Bill Inmon - Top-down Data Warehouse Design Approach
Bill Inmon is sometimes also referred to as the "father of data warehousing"; his design methodology is based on a top-down approach and defines data warehouse in these terms
- Subject oriented - The data in a data warehouse is categorized on the basis of the subject area and hence it is "subject oriented".
- Integrated - Data gets integrated from different disparate data sources and hence universal naming conventions, measurements, classifications and so on used in the data warehouse. The data warehouse provides an enterprise consolidated view of data and therefore it is designated as an integrated solution.
- Non-volatile - Once the data is integrated\loaded into the data warehouse it can only be read. Users cannot make changes to the data and this practice makes the data non-volatile.
- Time Variant - Finally data is stored for long periods of time quantified in years and has a date and timestamp and therefore it is described as "time variant".
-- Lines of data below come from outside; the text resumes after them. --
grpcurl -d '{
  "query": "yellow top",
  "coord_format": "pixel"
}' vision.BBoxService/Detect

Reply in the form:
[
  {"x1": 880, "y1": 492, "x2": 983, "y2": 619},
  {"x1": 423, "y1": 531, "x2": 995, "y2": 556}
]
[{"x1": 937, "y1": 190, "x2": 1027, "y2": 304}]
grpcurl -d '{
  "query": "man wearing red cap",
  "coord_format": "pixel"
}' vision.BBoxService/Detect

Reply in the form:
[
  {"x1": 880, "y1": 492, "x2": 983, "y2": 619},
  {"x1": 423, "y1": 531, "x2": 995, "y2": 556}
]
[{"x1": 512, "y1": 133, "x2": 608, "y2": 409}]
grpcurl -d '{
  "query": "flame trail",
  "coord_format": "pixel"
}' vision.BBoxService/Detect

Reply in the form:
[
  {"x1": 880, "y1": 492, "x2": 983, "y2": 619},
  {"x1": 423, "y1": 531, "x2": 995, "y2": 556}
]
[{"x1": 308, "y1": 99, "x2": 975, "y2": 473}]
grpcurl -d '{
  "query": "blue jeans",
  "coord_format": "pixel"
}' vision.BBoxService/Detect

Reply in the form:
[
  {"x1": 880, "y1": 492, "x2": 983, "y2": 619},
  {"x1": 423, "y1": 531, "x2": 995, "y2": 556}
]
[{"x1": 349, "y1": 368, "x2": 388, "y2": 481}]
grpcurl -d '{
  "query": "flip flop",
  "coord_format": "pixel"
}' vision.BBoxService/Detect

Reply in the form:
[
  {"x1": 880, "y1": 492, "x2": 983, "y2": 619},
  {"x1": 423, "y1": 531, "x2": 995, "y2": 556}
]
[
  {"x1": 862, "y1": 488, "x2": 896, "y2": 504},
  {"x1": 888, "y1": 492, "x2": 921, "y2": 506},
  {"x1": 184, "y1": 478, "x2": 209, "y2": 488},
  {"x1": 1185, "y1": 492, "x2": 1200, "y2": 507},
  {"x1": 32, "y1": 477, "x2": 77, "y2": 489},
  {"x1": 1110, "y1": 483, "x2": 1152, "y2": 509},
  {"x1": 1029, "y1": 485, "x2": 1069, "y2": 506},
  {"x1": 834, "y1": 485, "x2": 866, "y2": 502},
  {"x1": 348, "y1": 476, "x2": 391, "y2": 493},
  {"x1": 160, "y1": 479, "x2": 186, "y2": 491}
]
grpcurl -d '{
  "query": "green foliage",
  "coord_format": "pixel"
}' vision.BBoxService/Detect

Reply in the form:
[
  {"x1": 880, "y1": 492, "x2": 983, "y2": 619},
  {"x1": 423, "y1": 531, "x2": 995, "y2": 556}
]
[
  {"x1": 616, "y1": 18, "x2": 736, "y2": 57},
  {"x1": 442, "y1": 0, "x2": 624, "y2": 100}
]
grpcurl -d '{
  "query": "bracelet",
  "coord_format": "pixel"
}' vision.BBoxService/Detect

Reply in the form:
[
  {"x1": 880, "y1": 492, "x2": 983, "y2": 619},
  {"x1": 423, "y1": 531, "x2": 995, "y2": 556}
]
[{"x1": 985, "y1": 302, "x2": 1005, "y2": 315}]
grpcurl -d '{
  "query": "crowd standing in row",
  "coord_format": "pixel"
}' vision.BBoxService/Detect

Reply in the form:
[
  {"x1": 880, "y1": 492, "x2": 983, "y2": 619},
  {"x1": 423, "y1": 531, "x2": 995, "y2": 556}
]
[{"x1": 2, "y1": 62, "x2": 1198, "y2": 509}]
Bill Inmon saw a need to integrate data from different OLTP systems into a centralized repository (called a data warehouse) with a so called top-down approach. Bill Inmon envisions a data warehouse at center of the "Corporate Information Factory" (CIF), which provides a logical framework for delivering business intelligence (BI), business analytics and business management capabilities.
This top-down design provides a highly consistent dimensional view of data across data marts as all data marts are loaded from the centralized repository (Data Warehouse). The top-down design has also proven to be flexible to support business changes as it looks at the organization as whole, not at each function or business process of the organization. Generating a new dimensional data marts against the data stored in the data warehouse is a relatively simple task. Though there are some challenges for the top-down approach, for example it represents a very large project with a very broad scope and hence the up-front cost for implementing a data warehouse using the top-down methodology is significant. Further, the duration of time from the start of project to the point that end users start experience initial benefits of the solution can be substantial. Also, the top-down methodology can be inflexible and unresponsive to changing departmental or business process needs (a concern for today's dynamically changing environment) during the implementation phase.
Ralph Kimball - Bottom-up Data Warehouse Design Approach
Ralph Kimball is a renowned author on the subject of data warehousing. His design methodology is called dimensional modeling or the Kimball methodology. This methodology focuses on a bottom-up approach, emphasizing the value of the data warehouse to the users as quickly as possible. In his vision, a data warehouse is the copy of the transactional data specifically structured for analytical querying and reporting in order to support the decision support system. As per his methodology, data marts are first created to provide reporting and analytical capabilities for specific business\functional processes and later on these data marts can eventually be unioned together to create a comprehensive enterprise data warehouse. The bottom-up approach focuses on each business process at one point of time so the return on investment could be as quick as first data mart gets created. Though if not carefully planned, you might lack the big picture of the enterprise data warehouse by missing some dimensions or by creating redundant dimensions, etc. when you are too focused on an individual business process.
Ralph Kimball's bottom-up approach proposes to create a business matrix which should contain all the common elements (that are used by data marts such as conformed\shared dimension, measures, etc.) defined for the enterprise as whole. With this, the user can design and develop solutions which supports doing analysis across the business processes for cross selling. You can learn more about the matrix here.
For a person who wants to make a career in Data Warehouse and Business Intelligence domain, I would recommended studying Bill Inmon's books (Building the Data Warehouse and DW 2.0: The Architecture for the Next Generation of Data Warehousing) and Ralph Kimball's book (The Microsoft Data Warehouse Toolkit).